Penulis: Hj. Arniaty DK, SP., M. Si., Kepala Bidang Pengembangan Perpustakaan dan pembudayaan Minat Baca Dinas Perpustakaan dan Kearsipan Kota Kendari.
KENDARIPOS.FAJAR.CO.ID - Perpustakaan menjadi tempat segala proses dan dinamika literasi tanpa membedakan status sosial ekonomi, fisik, dan segala hal tentang ekslusifitas kelas. Perpustakaan harus berbenah, mengejar ketertinggalan baik sumber daya pustakawan, koleksi bacaan fisik-non fisik (e-book), internet pintar, dan fasilitas penunjang lainnya yang memungkinkan setiap orang bisa mengaksesnya dengan mudah dimanapun dan kapanpun.

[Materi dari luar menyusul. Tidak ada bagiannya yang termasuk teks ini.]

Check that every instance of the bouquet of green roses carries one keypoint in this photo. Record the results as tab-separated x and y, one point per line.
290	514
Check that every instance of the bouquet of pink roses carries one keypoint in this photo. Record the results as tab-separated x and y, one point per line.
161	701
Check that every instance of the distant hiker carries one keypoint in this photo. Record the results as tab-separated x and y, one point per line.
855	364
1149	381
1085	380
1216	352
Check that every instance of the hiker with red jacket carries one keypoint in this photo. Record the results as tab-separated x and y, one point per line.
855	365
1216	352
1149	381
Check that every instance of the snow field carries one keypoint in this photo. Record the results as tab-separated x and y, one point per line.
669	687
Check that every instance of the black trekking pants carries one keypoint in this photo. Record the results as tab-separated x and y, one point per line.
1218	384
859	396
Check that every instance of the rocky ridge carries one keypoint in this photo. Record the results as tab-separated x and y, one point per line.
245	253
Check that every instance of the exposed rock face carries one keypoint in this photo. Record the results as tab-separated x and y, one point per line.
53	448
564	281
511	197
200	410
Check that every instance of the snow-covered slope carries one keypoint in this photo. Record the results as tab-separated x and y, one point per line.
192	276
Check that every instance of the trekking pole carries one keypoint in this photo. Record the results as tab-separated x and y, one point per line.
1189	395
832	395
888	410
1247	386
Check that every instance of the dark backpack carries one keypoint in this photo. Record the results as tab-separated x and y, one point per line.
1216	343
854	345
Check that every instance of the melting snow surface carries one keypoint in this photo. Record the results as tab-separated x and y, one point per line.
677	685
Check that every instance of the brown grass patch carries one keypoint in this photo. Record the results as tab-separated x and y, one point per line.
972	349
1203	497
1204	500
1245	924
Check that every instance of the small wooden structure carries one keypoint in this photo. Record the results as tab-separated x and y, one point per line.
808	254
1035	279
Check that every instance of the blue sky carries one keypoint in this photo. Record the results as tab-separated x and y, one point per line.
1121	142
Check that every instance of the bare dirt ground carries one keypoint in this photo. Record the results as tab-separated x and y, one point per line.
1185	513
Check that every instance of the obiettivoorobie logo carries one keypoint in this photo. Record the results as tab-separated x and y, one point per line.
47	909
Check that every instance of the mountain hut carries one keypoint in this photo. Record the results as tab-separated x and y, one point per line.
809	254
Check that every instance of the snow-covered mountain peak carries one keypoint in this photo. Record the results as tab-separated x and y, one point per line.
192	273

Sudah saatnya perpustakaan kita bertransformasi dari dominasi eksklusifitas ke inklusifitas sosial. Transformasi perpustakaan berbasis inklusi sosial merupakan wujud perpustakaan sebagai hak pembelajaran. Perpustakaan bukan hanya sebagai pusat sumber informasi tetapi tempat berkegiatan untuk meningkatkan kualitas hidup masyarakat.

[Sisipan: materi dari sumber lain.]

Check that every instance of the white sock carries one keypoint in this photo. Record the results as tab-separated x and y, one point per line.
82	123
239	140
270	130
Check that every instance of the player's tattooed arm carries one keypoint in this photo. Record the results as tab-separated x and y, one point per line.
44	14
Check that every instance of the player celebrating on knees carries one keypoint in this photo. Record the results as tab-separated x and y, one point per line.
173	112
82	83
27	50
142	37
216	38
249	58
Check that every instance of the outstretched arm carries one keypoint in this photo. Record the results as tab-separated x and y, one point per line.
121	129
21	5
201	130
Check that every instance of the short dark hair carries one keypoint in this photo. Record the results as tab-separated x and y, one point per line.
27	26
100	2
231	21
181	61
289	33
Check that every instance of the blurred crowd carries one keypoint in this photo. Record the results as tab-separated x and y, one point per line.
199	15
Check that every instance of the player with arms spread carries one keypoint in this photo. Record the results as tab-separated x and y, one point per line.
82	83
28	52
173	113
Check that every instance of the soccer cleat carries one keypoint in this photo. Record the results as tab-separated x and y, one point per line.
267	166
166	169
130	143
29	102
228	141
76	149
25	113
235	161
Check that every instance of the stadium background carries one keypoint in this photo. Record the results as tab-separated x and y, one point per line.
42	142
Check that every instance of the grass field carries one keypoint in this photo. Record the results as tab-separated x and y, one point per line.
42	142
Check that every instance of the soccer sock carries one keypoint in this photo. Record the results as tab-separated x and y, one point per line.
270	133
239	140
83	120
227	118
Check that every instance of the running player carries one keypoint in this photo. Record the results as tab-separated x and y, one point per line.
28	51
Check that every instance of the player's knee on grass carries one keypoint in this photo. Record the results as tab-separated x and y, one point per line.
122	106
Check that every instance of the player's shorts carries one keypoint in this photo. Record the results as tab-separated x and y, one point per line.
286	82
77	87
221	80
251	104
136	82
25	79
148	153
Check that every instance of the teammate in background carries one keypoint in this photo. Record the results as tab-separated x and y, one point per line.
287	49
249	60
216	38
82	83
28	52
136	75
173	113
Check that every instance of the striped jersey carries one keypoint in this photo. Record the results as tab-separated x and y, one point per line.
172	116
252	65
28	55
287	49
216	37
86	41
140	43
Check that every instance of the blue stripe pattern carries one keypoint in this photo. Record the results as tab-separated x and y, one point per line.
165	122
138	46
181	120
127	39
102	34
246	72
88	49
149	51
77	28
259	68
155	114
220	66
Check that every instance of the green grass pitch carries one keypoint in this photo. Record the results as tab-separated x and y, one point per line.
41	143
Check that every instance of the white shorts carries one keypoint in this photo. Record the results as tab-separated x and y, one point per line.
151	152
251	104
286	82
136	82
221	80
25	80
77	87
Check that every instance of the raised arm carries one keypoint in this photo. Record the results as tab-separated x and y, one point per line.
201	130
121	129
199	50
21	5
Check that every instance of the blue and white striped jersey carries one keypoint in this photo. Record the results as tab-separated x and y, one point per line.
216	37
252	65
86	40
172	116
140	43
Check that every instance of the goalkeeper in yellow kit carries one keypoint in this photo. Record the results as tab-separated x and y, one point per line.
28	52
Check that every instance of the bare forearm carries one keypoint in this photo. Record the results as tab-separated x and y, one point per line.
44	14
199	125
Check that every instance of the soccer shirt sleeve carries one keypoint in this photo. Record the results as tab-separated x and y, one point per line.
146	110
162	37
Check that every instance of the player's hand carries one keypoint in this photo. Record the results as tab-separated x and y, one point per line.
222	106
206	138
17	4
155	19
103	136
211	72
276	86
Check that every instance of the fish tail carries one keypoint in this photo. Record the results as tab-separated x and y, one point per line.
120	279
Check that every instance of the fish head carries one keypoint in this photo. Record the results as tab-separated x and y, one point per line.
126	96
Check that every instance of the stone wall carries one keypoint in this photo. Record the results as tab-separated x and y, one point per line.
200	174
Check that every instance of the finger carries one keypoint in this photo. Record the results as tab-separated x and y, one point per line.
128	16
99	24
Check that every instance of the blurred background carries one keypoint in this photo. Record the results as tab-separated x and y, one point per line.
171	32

Perpustakaan merupakan hak inklusif masyarakat, sebagaimana disebutkan dalam Pasal 5 UU No. 43 Tahun 2007 tentang Perpustakaan bahwa perpustakaan mengatur hak dan kewajiban masyarakat: masyarakat mempunyai hak yang sama untuk memperoleh layanan serta memanfaatkan dan mendayagunakan fasilitas perpustakaan; masyarakat di daerah terpencil, terisolasi, atau terbelakang sebagai akibat faktor geografis berhak memperoleh layanan perpustakaan secara khusus; masyarakat yang memiliki cacat dan/atau kelainan fisik, emosional, mental, intelektual, dan/ atau sosial berhak memperoleh layanan perpustakaan yang disesuaikan dengan kemampuan dan keterbatasan masingmasing. Hal yang mendasari munculnya program transformasi perpustakaan berbasis inklusi sosial adalah SDGs (Sustainable Development Goals). SDGs merupakan program untuk perubahan-perubahan menuju pembangunan berkelanjutan dengan berdasarkan hak asasi manusia melalui pembangunan sosial, pembangunan ekonomi, pembangunan lingkungan dan pembangunan hukum dan tata kelola. Transformasi perpustakaan berbasis inklusi sosial fokus membantu untuk mencapai tujuan SDGs dalam penanganan menghapus kemiskinan dengan meningkatkan wawasan masyarakat melalui layanan di perpustakaan dan meningkatkan kualitas pendidikan melalui layanan perpustakaan berbasis inklusi sosial yang akan berdampak pada peningkatan kualitas hidup masyarakat Indonesia.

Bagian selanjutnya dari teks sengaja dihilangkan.